Climate change effects on bird nesting material

My dog has started shedding her winter fur early this year due to the warm weather.

Typically, I place the combed-out fur in the backyard for the birds to pick if they wished so.

This year, as I brought the fur out in the garden, I began noticing that there were not yet as many small bird species around as in the spring of the previous year (2023).

I have heard the larger birds returning (swans, geese, cranes) and I have seen flocks of waxwings that are temporary travellers through Latvia.

Blackbirds are also back (I am not certain how far they migrate but the true thrushes that live in our backyard can only be observed starting from spring and they do not seem to hold residence during winter).

Other species, however, are still largely absent.

I have not looked up specific research discussing the changes in migratory behaviour in smaller songbirds, but, from observations alone, it seems that the larger migratory birds react more closely to the current climate by synchronizing their arrival with the conditions of the specific year.

Meanwhile, smaller birds do not seem to have caught up as quickly during this very early spring.

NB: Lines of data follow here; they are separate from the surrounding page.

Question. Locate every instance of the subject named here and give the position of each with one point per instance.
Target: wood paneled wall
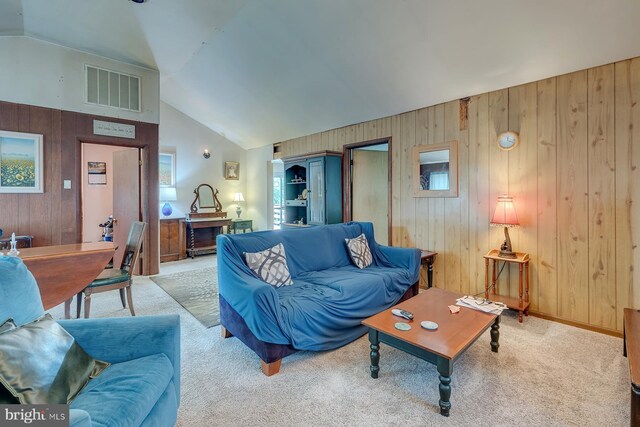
(53, 217)
(574, 180)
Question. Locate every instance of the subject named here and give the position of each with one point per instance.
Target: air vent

It might cost survival and reproductive success if small birds returned to their breeding areas prematurely (when significant cold spells might yet occur) compared to larger birds who due to their larger size might be more hardy.

However, I would not make any strong claims before I have familiarized myself with the accumulated evidence.

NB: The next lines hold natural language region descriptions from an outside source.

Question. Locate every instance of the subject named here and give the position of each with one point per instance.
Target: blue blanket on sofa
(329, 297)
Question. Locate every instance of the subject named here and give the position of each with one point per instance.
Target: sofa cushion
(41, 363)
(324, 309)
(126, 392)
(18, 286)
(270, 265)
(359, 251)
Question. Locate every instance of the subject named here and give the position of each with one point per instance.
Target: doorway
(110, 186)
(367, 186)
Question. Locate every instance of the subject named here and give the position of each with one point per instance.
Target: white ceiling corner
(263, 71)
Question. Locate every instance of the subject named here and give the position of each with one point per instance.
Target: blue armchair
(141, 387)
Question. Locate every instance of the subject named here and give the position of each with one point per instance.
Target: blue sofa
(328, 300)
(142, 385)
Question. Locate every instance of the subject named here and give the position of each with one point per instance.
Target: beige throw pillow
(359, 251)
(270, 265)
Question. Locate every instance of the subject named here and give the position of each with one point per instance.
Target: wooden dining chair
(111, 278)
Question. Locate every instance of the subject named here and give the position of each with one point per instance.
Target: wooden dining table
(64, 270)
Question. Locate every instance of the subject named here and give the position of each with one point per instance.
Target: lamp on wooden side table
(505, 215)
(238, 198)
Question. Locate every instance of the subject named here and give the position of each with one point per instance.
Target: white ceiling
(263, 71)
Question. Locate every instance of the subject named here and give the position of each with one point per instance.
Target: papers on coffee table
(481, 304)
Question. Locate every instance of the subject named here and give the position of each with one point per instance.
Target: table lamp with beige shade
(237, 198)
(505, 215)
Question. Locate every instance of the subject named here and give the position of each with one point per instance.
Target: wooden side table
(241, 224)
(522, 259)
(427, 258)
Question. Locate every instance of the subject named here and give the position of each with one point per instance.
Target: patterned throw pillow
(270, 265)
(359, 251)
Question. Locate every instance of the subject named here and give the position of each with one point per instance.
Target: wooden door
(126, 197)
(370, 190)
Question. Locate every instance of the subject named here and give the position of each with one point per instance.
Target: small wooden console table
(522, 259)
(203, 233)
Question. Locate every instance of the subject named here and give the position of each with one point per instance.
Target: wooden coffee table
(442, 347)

From observations alone, I began wondering whether the shifts in spring temperatures might affect the amount of fur accessible to smaller (and medium-sized) birds as nesting materials if the mammals moulted their fur much earlier than the smaller-sized migratory birds returned.

This likely depends on the cues that onset moult in mammals.

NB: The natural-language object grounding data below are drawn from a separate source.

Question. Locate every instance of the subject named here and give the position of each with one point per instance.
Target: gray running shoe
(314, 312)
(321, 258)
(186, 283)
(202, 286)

For example, both temperature and photoperiod might be implicated as those are environmental variables influencing hormones but it is through the hormonal pathways, the moulting process is activated.

I suppose that both pathways might interact and that the moulting occurs by degrees.

However, if moulting depended on temperature and/or the intensity (actual amount) of radiation (rather than the number of daylight hours during which some might be sunnier than others), mammals would likely start shedding their fur earlier than they used to, historically speaking.

If photoperiod itself (the duration of daylight vs. dark during diel cycles) determines moult, the onset would not be affected.

Dogs are no longer wild animals, and I do not suppose that shedding fur in dogs follows any environmental pattern.

At least I have observed some of the dogs that are kept exclusively outside keeping their winter fur for much longer than other dogs who live both inside and outside, and some ‘indoors dogs’ do not seem to accumulate much insulation at all.

Thusly, dogs might be adapted to the actual temperature conditions and living conditions rather than seasonal hormonal fluctuations in accordance with ambient temperature (or radiation) only.

Namely, it is possible that a dog would start shedding before other wild mammals simply because the mammals live out in the colder environment and because they have certain physiological adaptations which are not altered as easily.

If wild mammals who are fur-donators, however, react to temperature cues, I believe that my dog is a good indicator because while she sleeps and rests indoors, our house is fairly cold and warms up very slowly during spring, and she also spends a lot of time outside during early morning or even night hours.

In such cases, mammals might shed their fur before the smaller birds arrive and while fur is not degraded quickly, it might become contaminated with parasites and pathogens as well as soaked with dampness which makes it a worse nest-building material.

On the other hand, if photoperiod determined the onset of moult in some mammals but the smaller migratory birds adjusted their return to the earlier spring warming (not as greatly as to arrive with the first warm weeks but still arriving earlier than ‘usual’), these birds might return before the moult begins and, once more, if they begin constructing their nests quite right away, the fur might not yet be accessible from these photoperiod-based moulters.

I am writing this to note that I should look up research on the following topics:

  1. Do smaller birds adjust their migratory behaviour to current weather rather than long-term climate differently than larger birds?
  2. Do most mammals begin their moult in accordance with temperature, amount of radiation and/or photoperiod and how it affects the timing of the onset of the moult?

In fact, if mammals began their moult (and other activities) in response to photoperiod predominantly (as observed in some Mustelids where the number of daylight hours can override temperature implications), the climate change could affect a number of their behaviours and strategies (thermoregulation, camouflage, use of habitat to find shelter etc.).